Thanks for reading and good evening (which makes no real meaning if not on Greenwich meridian) !

A.Barra
  • 51
  • 2

1 Answers1

3

In the noiseless case, we have $$\|X\hat{\beta}-X\beta^0\|_n^2+2\lambda\|\hat{\beta}\|_1\leq2\lambda\|\beta^0\|_1 $$ $$\Rightarrow\|X\hat{\beta}-X\beta^0\|_n^2+2\lambda\|{\hat{\beta}}_{\!S_0^c}\|_1\leq2\lambda\|\beta^0\|_1-2\lambda\|{\hat{\beta}}_{\!S_0}\|_1\leq2\lambda\|\beta^0-{\hat{\beta}}_{\!S_0}\|_1.\quad(\ast)$$ It can be directly obtained from $(\ast)$ that

(1) $\ \|X\hat{\beta}-X\beta^0\|_n^2+2\lambda\|{\hat{\beta}}_{\!S_0^c}\|_1\leq2\lambda\|{\hat{\beta}}_{\!S_0}-\beta^0\|_1;\quad$ (the first conslusion)

(2) $\ \|{\hat{\beta}}_{\!S_0^c}\|_1\leq\|{\hat{\beta}}_{\!S_0}-\beta^0\|_1$.

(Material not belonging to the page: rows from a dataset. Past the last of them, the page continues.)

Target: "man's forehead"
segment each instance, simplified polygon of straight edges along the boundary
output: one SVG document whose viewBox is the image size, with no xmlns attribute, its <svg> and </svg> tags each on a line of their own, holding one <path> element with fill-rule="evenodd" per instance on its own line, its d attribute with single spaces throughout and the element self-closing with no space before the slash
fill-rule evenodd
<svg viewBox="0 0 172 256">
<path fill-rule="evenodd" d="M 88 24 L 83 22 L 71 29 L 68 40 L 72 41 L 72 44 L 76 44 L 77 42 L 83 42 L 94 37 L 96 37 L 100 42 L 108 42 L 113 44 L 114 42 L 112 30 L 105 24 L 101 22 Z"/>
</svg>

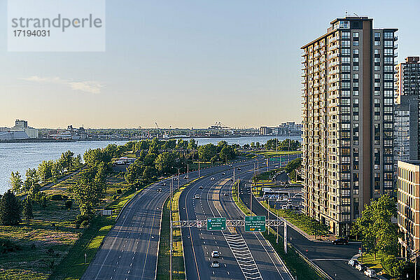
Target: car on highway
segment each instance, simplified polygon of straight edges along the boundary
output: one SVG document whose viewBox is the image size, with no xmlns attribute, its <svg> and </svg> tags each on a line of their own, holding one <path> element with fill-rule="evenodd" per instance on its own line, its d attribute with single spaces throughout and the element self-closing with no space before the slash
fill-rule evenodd
<svg viewBox="0 0 420 280">
<path fill-rule="evenodd" d="M 373 270 L 365 270 L 365 272 L 363 272 L 365 274 L 365 275 L 366 275 L 369 278 L 377 278 L 377 275 L 376 274 L 376 272 Z"/>
<path fill-rule="evenodd" d="M 214 260 L 211 262 L 211 264 L 210 265 L 210 266 L 211 267 L 219 267 L 220 266 L 220 264 L 218 263 L 218 262 L 217 260 Z"/>
<path fill-rule="evenodd" d="M 355 267 L 357 270 L 358 271 L 365 271 L 366 270 L 366 267 L 363 265 L 362 265 L 361 263 L 358 263 L 357 265 L 356 265 L 356 267 Z"/>
<path fill-rule="evenodd" d="M 349 260 L 347 264 L 349 265 L 351 265 L 352 267 L 355 267 L 356 265 L 359 264 L 359 262 L 357 260 Z"/>
<path fill-rule="evenodd" d="M 218 258 L 220 255 L 220 253 L 217 250 L 213 250 L 211 251 L 211 258 Z"/>
<path fill-rule="evenodd" d="M 337 238 L 335 240 L 332 240 L 331 241 L 331 243 L 332 243 L 334 245 L 337 245 L 337 244 L 343 244 L 343 245 L 349 245 L 349 240 L 346 238 Z"/>
</svg>

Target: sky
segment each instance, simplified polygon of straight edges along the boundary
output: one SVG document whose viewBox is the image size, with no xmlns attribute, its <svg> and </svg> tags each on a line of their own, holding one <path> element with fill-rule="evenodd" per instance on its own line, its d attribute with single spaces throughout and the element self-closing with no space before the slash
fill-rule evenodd
<svg viewBox="0 0 420 280">
<path fill-rule="evenodd" d="M 418 0 L 109 0 L 97 52 L 8 52 L 0 21 L 0 127 L 301 122 L 300 47 L 346 10 L 398 28 L 398 61 L 420 55 Z"/>
</svg>

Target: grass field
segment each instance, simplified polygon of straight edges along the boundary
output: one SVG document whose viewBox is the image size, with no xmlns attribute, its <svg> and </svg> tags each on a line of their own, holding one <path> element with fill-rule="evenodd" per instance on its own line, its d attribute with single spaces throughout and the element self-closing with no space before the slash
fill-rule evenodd
<svg viewBox="0 0 420 280">
<path fill-rule="evenodd" d="M 67 188 L 76 183 L 78 178 L 75 175 L 45 192 L 69 195 Z M 135 194 L 115 175 L 108 176 L 106 183 L 106 197 L 99 208 L 114 209 L 112 220 L 97 216 L 86 228 L 76 228 L 74 221 L 80 214 L 77 205 L 74 204 L 66 211 L 64 201 L 50 200 L 46 209 L 34 205 L 34 219 L 29 224 L 0 226 L 0 239 L 10 239 L 20 247 L 15 252 L 0 254 L 0 280 L 79 279 L 88 267 L 85 253 L 89 263 L 115 223 L 116 214 Z M 122 194 L 116 195 L 118 189 Z"/>
</svg>

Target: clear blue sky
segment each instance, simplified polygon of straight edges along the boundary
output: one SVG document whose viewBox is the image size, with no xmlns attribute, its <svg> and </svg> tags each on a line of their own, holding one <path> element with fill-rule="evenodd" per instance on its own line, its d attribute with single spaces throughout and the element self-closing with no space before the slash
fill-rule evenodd
<svg viewBox="0 0 420 280">
<path fill-rule="evenodd" d="M 349 14 L 399 29 L 420 55 L 419 1 L 106 1 L 104 52 L 8 52 L 0 127 L 204 127 L 301 120 L 300 46 Z M 7 2 L 0 0 L 0 18 Z M 71 81 L 71 83 L 69 83 Z"/>
</svg>

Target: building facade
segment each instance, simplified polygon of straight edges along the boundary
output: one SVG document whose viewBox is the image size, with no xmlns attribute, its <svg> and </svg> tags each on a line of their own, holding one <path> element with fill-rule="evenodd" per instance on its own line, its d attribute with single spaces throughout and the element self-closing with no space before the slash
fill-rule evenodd
<svg viewBox="0 0 420 280">
<path fill-rule="evenodd" d="M 347 235 L 365 204 L 393 190 L 396 29 L 346 17 L 302 47 L 305 211 Z"/>
<path fill-rule="evenodd" d="M 420 249 L 420 161 L 398 162 L 398 242 L 401 256 L 411 258 Z"/>
<path fill-rule="evenodd" d="M 10 129 L 12 132 L 24 132 L 29 138 L 39 138 L 39 130 L 28 127 L 28 122 L 23 120 L 16 120 L 15 126 Z"/>
</svg>

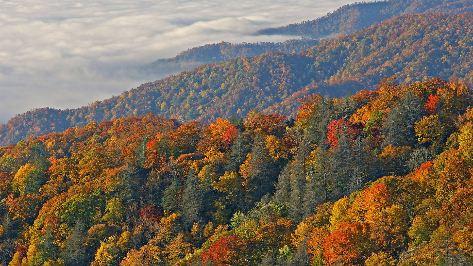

Define $s_0=|S_0|$ as the number of indices in the true active set $S_0$. Note that there's an error in the above definition of $\phi(S,L)$, which should be corrected as $$\phi(S,L)=\min_\beta\{\sqrt{s_0}\|X\beta_S-X\beta_{S^c}\|_n:\|\beta_S\|_1=1,\|\beta_{S^c}\|_1\leq L\}.$$ Now we make an explanation for the second conclusion. It's easy to obtain from (2) that $$\|{\hat{\beta}}_{\!S_0^c}-\beta^0_{\!S_0^c}\|_1\leq\|{\hat{\beta}}_{\!S_0}-\beta^0_{\!S_0}\|_1$$ $$\qquad\Rightarrow \left\|-\,\frac{{\hat{\beta}}_{\!S_0^c}-\beta^0_{\!S_0^c}}{\|{\hat{\beta}}_{\!S_0}-\beta^0_{\!S_0}\|_1}\right\|_1=\frac{\|{\hat{\beta}}_{\!S_0^c}-\beta^0_{\!S_0^c}\|_1}{\|{\hat{\beta}}_{\!S_0}-\beta^0_{\!S_0}\|_1}\leq1.$$ Let $$\delta_S=\frac{{\hat{\beta}}_{\!S_0}-\beta^0_{\!S_0}}{\|{\hat{\beta}}_{\!S_0}-\beta^0_{\!S_0}\|_1},\quad \delta_{S^c}=-\,\frac{{\hat{\beta}}_{\!S_0^c}-\beta^0_{\!S_0^c}}{\|{\hat{\beta}}_{\!S_0}-\beta^0_{\!S_0}\|_1}.$$ Then $$\|\delta_S\|_1=1,\quad\|\delta_{S^c}\|_1\leq1.$$ According to the definition of $\phi(S_0,1)$, we have $$\sqrt{s_0}\|X\delta_S-X\delta_{S^c}\|_n\geq\phi(S_0,1)$$ $$\Rightarrow \sqrt{s_0}\left\|\frac{X({\hat{\beta}}_{\!S_0}-\beta^0_{\!S_0})-X({\hat{\beta}}_{\!S_0^c}+\beta^0_{\!S_0^c})}{\|{\hat{\beta}}_{\!S_0}-\beta^0_{\!S_0}\|_1}\right\|_n=\sqrt{s_0}\frac{\|X{\hat{\beta}}-X\beta^0\|_n}{\|{\hat{\beta}}_{\!S_0}-\beta^0_{\!S_0}\|_1}\geq\phi(S_0,1)$$ $$\Rightarrow \|{\hat{\beta}}_{\!S_0}-\beta^0\|_1=\|{\hat{\beta}}_{\!S_0}-\beta^0_{\!S_0}\|_1\leq\frac{\sqrt{s_0}\|X{\hat{\beta}}-X\beta^0\|_n}{\phi(S_0,1)}.\ (\text{the second conclusion})$$